I received an amazing book of baking recipes by Paul Hollywood called How To Bake and for just under 6 months, I’ve not bought a loaf of store bought bread. If I’m honest I haven’t really tried many of the recipes because I’m so impressed with the first loaf I tried. The Cob Loaf.
I like this particular loaf because all you really need to make it are the raw ingredients, a bowl, a baking tray, a large clean plastic bag and some greaseproof paper. If you would like to make this loaf, you will need:
- 500g White bread flour
- 30g unsalted butter
- 10g salt
- 7g fast acting yeast
- 320ml of tepid water
- Olive oil
- 20g of Sunflower Seeds
- 20g of Pumpkin Seeds
- Baking Tray
- Greaseproof Paper
- Mixing bowl
- Large plastic bag
- Add the flour, butter, salt, yeast (and the seeds if you’re using them) into the bowl. Place the salt and yeast to opposite sides of the bowl. Add the water a little bit at a time. Mixing as you go. I just use my hands, it’s good fun.
- Once the dough has come together, spread a small amount of olive oil onto your work surface and tip you dough out of the bowl. The dough may feel quite wet but don’t worry it’ll come good after the next step.
- Kneed for about 10 minutes, it should start to look smooth and when you press it with your finger it’ll spring back a little. At this point I usually stop, shape the dough into a ball and place it back into the bowl. I just put it to the side and place a clean tea towel over the top of the bowl. It’ll need to raise for two hours. You now have some time to do whatever you like.
- After two hours have passed peek under the towel, the dough should have risen and doubled or more in size.
- Lightly flour the work surface and tip the dough onto it. Now just kneed the bread to get all the air out of it. I’m led to believe this is called “Knocking back”. Once you’re confident it’s all out of air, get a baking tray and line it with some greaseproof paper. Shape the dough into a ball and place it on the centre of the tray and put that tray inside a large carrier bag for one hour. Proving.

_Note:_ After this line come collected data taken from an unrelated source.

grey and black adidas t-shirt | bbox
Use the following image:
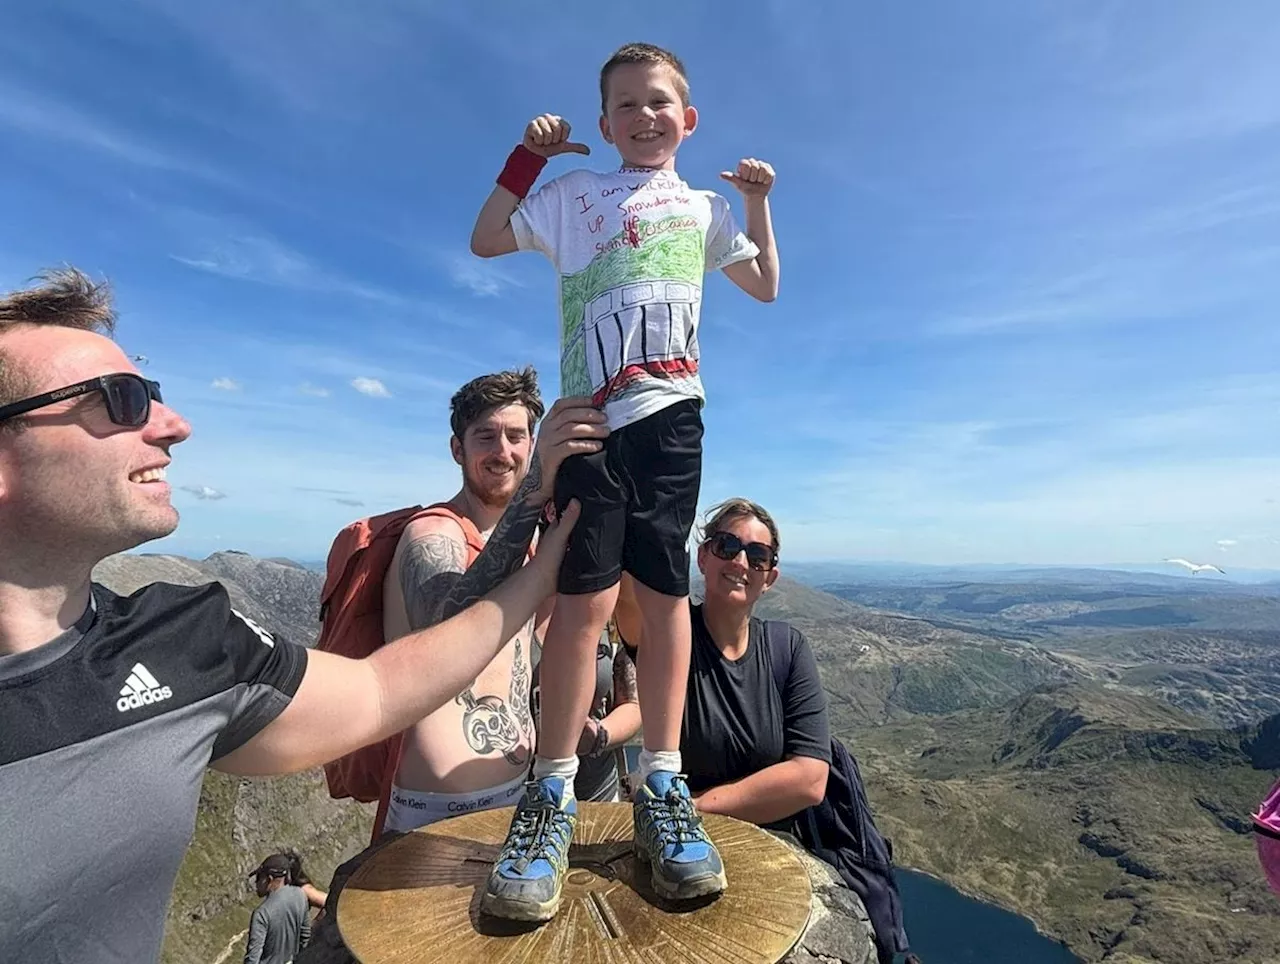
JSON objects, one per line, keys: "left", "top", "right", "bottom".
{"left": 0, "top": 581, "right": 307, "bottom": 964}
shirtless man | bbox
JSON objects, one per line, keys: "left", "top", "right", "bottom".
{"left": 381, "top": 368, "right": 608, "bottom": 831}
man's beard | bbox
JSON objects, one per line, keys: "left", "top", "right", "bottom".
{"left": 463, "top": 463, "right": 522, "bottom": 510}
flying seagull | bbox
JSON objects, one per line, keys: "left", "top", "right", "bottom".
{"left": 1164, "top": 558, "right": 1225, "bottom": 575}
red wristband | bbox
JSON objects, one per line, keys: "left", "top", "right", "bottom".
{"left": 497, "top": 144, "right": 548, "bottom": 199}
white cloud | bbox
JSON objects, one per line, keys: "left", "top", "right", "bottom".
{"left": 350, "top": 377, "right": 390, "bottom": 398}
{"left": 447, "top": 256, "right": 521, "bottom": 298}
{"left": 299, "top": 383, "right": 331, "bottom": 398}
{"left": 129, "top": 0, "right": 439, "bottom": 117}
{"left": 171, "top": 234, "right": 412, "bottom": 306}
{"left": 0, "top": 80, "right": 231, "bottom": 185}
{"left": 180, "top": 485, "right": 227, "bottom": 501}
{"left": 772, "top": 375, "right": 1280, "bottom": 566}
{"left": 211, "top": 377, "right": 241, "bottom": 391}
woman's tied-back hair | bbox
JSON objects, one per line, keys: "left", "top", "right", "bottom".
{"left": 0, "top": 266, "right": 117, "bottom": 415}
{"left": 448, "top": 366, "right": 545, "bottom": 441}
{"left": 599, "top": 42, "right": 690, "bottom": 112}
{"left": 283, "top": 849, "right": 312, "bottom": 887}
{"left": 698, "top": 497, "right": 781, "bottom": 556}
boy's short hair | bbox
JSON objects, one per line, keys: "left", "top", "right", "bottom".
{"left": 599, "top": 42, "right": 690, "bottom": 112}
{"left": 449, "top": 366, "right": 545, "bottom": 441}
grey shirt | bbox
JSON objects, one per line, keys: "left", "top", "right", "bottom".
{"left": 0, "top": 582, "right": 307, "bottom": 964}
{"left": 244, "top": 885, "right": 311, "bottom": 964}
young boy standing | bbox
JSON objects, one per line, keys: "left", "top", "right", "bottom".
{"left": 470, "top": 41, "right": 779, "bottom": 922}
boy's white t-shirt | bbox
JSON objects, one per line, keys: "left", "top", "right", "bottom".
{"left": 511, "top": 165, "right": 759, "bottom": 430}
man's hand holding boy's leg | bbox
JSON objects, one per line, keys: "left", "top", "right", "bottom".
{"left": 522, "top": 396, "right": 608, "bottom": 507}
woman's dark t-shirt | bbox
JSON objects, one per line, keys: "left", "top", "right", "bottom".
{"left": 679, "top": 604, "right": 832, "bottom": 796}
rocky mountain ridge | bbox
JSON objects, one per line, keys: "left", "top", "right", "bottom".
{"left": 853, "top": 682, "right": 1280, "bottom": 963}
{"left": 89, "top": 549, "right": 1280, "bottom": 964}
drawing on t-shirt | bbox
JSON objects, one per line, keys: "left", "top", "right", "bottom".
{"left": 559, "top": 213, "right": 705, "bottom": 406}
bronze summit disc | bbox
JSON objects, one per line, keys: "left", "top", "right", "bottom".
{"left": 336, "top": 801, "right": 812, "bottom": 963}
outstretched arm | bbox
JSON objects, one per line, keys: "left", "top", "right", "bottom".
{"left": 398, "top": 471, "right": 542, "bottom": 631}
{"left": 212, "top": 504, "right": 580, "bottom": 777}
{"left": 721, "top": 158, "right": 780, "bottom": 302}
{"left": 471, "top": 113, "right": 590, "bottom": 258}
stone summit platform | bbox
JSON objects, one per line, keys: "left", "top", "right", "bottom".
{"left": 334, "top": 801, "right": 814, "bottom": 964}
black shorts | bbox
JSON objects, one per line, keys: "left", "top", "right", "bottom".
{"left": 553, "top": 398, "right": 703, "bottom": 598}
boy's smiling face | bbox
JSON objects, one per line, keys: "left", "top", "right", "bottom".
{"left": 599, "top": 63, "right": 697, "bottom": 171}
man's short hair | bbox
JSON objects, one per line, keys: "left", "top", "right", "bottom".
{"left": 449, "top": 366, "right": 545, "bottom": 441}
{"left": 0, "top": 267, "right": 117, "bottom": 420}
{"left": 599, "top": 42, "right": 690, "bottom": 112}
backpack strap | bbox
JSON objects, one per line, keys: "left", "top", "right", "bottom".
{"left": 371, "top": 734, "right": 404, "bottom": 843}
{"left": 412, "top": 503, "right": 487, "bottom": 564}
{"left": 412, "top": 502, "right": 536, "bottom": 567}
{"left": 762, "top": 619, "right": 794, "bottom": 702}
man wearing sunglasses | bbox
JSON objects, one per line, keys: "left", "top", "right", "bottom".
{"left": 0, "top": 268, "right": 581, "bottom": 964}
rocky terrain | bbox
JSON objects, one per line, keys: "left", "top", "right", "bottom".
{"left": 820, "top": 573, "right": 1280, "bottom": 727}
{"left": 91, "top": 550, "right": 1280, "bottom": 963}
{"left": 852, "top": 683, "right": 1280, "bottom": 963}
{"left": 747, "top": 573, "right": 1280, "bottom": 962}
{"left": 94, "top": 550, "right": 325, "bottom": 648}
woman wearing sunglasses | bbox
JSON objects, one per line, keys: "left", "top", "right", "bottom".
{"left": 615, "top": 497, "right": 831, "bottom": 827}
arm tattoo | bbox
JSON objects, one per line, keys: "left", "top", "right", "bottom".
{"left": 613, "top": 643, "right": 639, "bottom": 704}
{"left": 398, "top": 451, "right": 547, "bottom": 631}
{"left": 435, "top": 451, "right": 547, "bottom": 620}
{"left": 399, "top": 533, "right": 467, "bottom": 631}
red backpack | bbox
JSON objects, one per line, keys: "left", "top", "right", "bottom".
{"left": 316, "top": 502, "right": 485, "bottom": 841}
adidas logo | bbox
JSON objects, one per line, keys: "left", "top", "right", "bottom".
{"left": 116, "top": 662, "right": 173, "bottom": 713}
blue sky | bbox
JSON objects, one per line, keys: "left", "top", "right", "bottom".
{"left": 2, "top": 0, "right": 1277, "bottom": 569}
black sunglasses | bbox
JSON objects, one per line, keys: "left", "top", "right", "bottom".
{"left": 704, "top": 530, "right": 778, "bottom": 572}
{"left": 0, "top": 373, "right": 163, "bottom": 427}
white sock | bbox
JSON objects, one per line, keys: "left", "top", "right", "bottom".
{"left": 532, "top": 755, "right": 579, "bottom": 802}
{"left": 638, "top": 748, "right": 682, "bottom": 782}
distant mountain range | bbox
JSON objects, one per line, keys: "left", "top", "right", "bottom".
{"left": 96, "top": 550, "right": 326, "bottom": 648}
{"left": 91, "top": 548, "right": 1279, "bottom": 964}
{"left": 803, "top": 570, "right": 1280, "bottom": 728}
{"left": 786, "top": 560, "right": 1280, "bottom": 587}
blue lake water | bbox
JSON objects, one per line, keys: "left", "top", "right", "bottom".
{"left": 896, "top": 869, "right": 1082, "bottom": 963}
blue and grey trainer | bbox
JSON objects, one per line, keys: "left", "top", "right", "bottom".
{"left": 480, "top": 776, "right": 577, "bottom": 922}
{"left": 632, "top": 771, "right": 727, "bottom": 900}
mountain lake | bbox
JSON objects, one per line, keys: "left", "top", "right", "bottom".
{"left": 896, "top": 868, "right": 1082, "bottom": 963}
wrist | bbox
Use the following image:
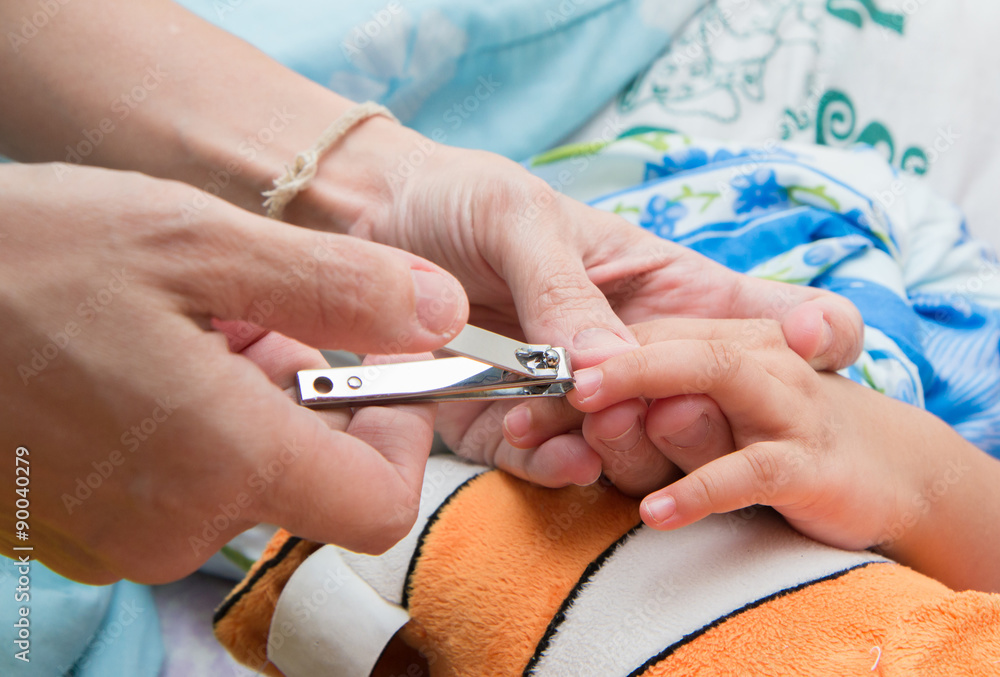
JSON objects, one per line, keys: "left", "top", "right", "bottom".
{"left": 177, "top": 88, "right": 355, "bottom": 217}
{"left": 280, "top": 114, "right": 424, "bottom": 235}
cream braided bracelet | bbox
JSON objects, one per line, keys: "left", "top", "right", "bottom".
{"left": 262, "top": 101, "right": 399, "bottom": 221}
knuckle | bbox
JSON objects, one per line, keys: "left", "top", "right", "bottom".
{"left": 706, "top": 340, "right": 743, "bottom": 383}
{"left": 527, "top": 267, "right": 600, "bottom": 322}
{"left": 475, "top": 169, "right": 569, "bottom": 255}
{"left": 685, "top": 469, "right": 724, "bottom": 509}
{"left": 741, "top": 444, "right": 780, "bottom": 490}
{"left": 619, "top": 349, "right": 652, "bottom": 382}
{"left": 736, "top": 318, "right": 783, "bottom": 351}
{"left": 760, "top": 318, "right": 786, "bottom": 347}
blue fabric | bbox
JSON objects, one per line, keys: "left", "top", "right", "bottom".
{"left": 529, "top": 133, "right": 1000, "bottom": 456}
{"left": 0, "top": 561, "right": 163, "bottom": 676}
{"left": 174, "top": 0, "right": 708, "bottom": 159}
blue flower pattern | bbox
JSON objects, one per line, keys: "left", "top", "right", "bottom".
{"left": 731, "top": 169, "right": 787, "bottom": 214}
{"left": 639, "top": 196, "right": 688, "bottom": 238}
{"left": 643, "top": 148, "right": 755, "bottom": 182}
{"left": 802, "top": 244, "right": 834, "bottom": 267}
{"left": 544, "top": 134, "right": 1000, "bottom": 456}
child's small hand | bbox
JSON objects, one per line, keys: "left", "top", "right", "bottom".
{"left": 569, "top": 319, "right": 927, "bottom": 552}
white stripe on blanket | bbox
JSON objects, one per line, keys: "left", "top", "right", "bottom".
{"left": 528, "top": 510, "right": 887, "bottom": 677}
{"left": 335, "top": 455, "right": 486, "bottom": 605}
{"left": 268, "top": 546, "right": 410, "bottom": 677}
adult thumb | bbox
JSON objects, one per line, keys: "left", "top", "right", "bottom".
{"left": 172, "top": 209, "right": 469, "bottom": 354}
{"left": 508, "top": 247, "right": 639, "bottom": 368}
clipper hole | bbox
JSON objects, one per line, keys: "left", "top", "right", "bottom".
{"left": 313, "top": 376, "right": 334, "bottom": 394}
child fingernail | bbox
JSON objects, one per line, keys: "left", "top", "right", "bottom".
{"left": 642, "top": 494, "right": 676, "bottom": 525}
{"left": 572, "top": 368, "right": 602, "bottom": 400}
{"left": 504, "top": 406, "right": 532, "bottom": 441}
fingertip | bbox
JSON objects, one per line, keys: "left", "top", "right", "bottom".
{"left": 641, "top": 492, "right": 677, "bottom": 529}
{"left": 646, "top": 395, "right": 714, "bottom": 449}
{"left": 502, "top": 405, "right": 533, "bottom": 448}
{"left": 582, "top": 399, "right": 647, "bottom": 446}
{"left": 410, "top": 267, "right": 469, "bottom": 341}
{"left": 527, "top": 434, "right": 603, "bottom": 487}
{"left": 568, "top": 367, "right": 604, "bottom": 408}
{"left": 781, "top": 305, "right": 825, "bottom": 363}
{"left": 784, "top": 298, "right": 863, "bottom": 371}
{"left": 500, "top": 398, "right": 584, "bottom": 449}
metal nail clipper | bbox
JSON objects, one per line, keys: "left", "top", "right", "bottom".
{"left": 296, "top": 325, "right": 575, "bottom": 408}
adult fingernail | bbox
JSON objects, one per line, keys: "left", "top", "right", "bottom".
{"left": 598, "top": 416, "right": 642, "bottom": 452}
{"left": 573, "top": 368, "right": 602, "bottom": 400}
{"left": 573, "top": 327, "right": 636, "bottom": 352}
{"left": 411, "top": 270, "right": 462, "bottom": 335}
{"left": 819, "top": 319, "right": 835, "bottom": 356}
{"left": 504, "top": 406, "right": 532, "bottom": 442}
{"left": 665, "top": 413, "right": 710, "bottom": 449}
{"left": 576, "top": 466, "right": 603, "bottom": 487}
{"left": 642, "top": 494, "right": 676, "bottom": 525}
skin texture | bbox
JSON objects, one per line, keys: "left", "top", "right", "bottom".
{"left": 0, "top": 0, "right": 864, "bottom": 583}
{"left": 567, "top": 319, "right": 1000, "bottom": 593}
{"left": 0, "top": 165, "right": 468, "bottom": 584}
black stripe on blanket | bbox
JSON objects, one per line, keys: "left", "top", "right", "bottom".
{"left": 212, "top": 536, "right": 303, "bottom": 626}
{"left": 522, "top": 522, "right": 645, "bottom": 677}
{"left": 401, "top": 472, "right": 484, "bottom": 609}
{"left": 624, "top": 560, "right": 884, "bottom": 677}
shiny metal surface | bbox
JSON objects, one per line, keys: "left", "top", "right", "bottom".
{"left": 297, "top": 326, "right": 574, "bottom": 408}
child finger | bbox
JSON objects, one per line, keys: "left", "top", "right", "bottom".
{"left": 630, "top": 318, "right": 787, "bottom": 350}
{"left": 639, "top": 442, "right": 789, "bottom": 530}
{"left": 569, "top": 339, "right": 784, "bottom": 424}
{"left": 644, "top": 395, "right": 736, "bottom": 474}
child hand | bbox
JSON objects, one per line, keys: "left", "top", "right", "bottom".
{"left": 569, "top": 318, "right": 932, "bottom": 552}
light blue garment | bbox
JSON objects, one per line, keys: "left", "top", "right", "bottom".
{"left": 0, "top": 561, "right": 163, "bottom": 676}
{"left": 174, "top": 0, "right": 707, "bottom": 159}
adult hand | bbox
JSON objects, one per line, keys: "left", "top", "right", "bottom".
{"left": 0, "top": 163, "right": 468, "bottom": 584}
{"left": 0, "top": 0, "right": 862, "bottom": 497}
{"left": 309, "top": 132, "right": 862, "bottom": 490}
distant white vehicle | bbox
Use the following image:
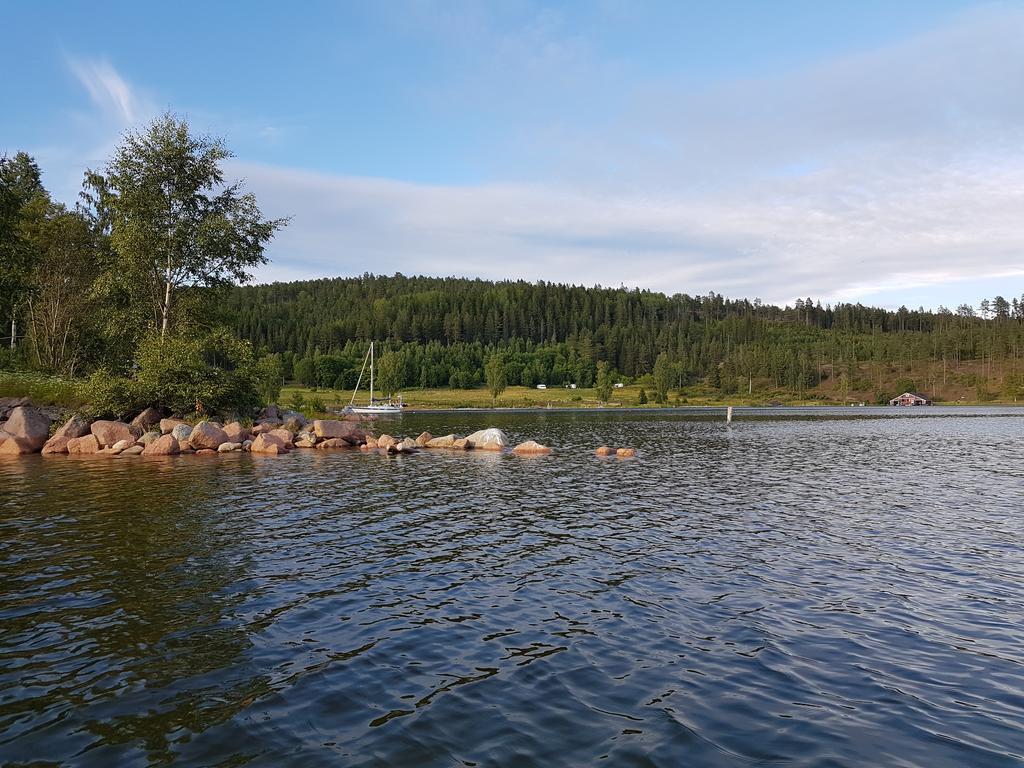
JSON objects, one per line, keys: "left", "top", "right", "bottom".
{"left": 566, "top": 383, "right": 577, "bottom": 389}
{"left": 536, "top": 384, "right": 547, "bottom": 390}
{"left": 613, "top": 382, "right": 625, "bottom": 388}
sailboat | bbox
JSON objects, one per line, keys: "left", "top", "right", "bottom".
{"left": 346, "top": 342, "right": 403, "bottom": 415}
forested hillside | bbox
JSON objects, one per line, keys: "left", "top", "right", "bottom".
{"left": 230, "top": 275, "right": 1024, "bottom": 403}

- Put the oven on to heat up so its ready for when the hour is up. I set mine to 180 degrees C for a fan assisted oven, you’ll have to figure yours out as ovens can differ. For non fan assisted ovens you’ll want about 200 degrees C. If you have a small baking tray place this in the bottom of the oven to heat up, then stick the kettle on.
- When the kettle has boiled pour the water into the tray you placed in the bottom of the oven, close the door, the water will create steam in the oven so when you bake your bread it’ll help to develop a lovely crust.
- When the bread has sat for an hour check it, it should have at least doubled in size. Get a sharp knife and slice the top of the bread. Dust with a little flour and place it straight in the oven. You’ll want to bake the bread for about 30 minutes.
- When the 30 minutes is up, take the bread out of the oven and do the tap test. Get some oven gloves and tip your bread over, tap the bottom. If it sounds hollow, congratulations your bread is cooked, otherwise put it in for a bit longer.
- Let it cool down a bit, eat it.
I worked out it costs me about 60-70p for a basic loaf that’ll last me a week of making awesome sandwiches for work. Also I don’t wast any of it. I know exactly what’s in it, yadda yadda yadda. Just try it.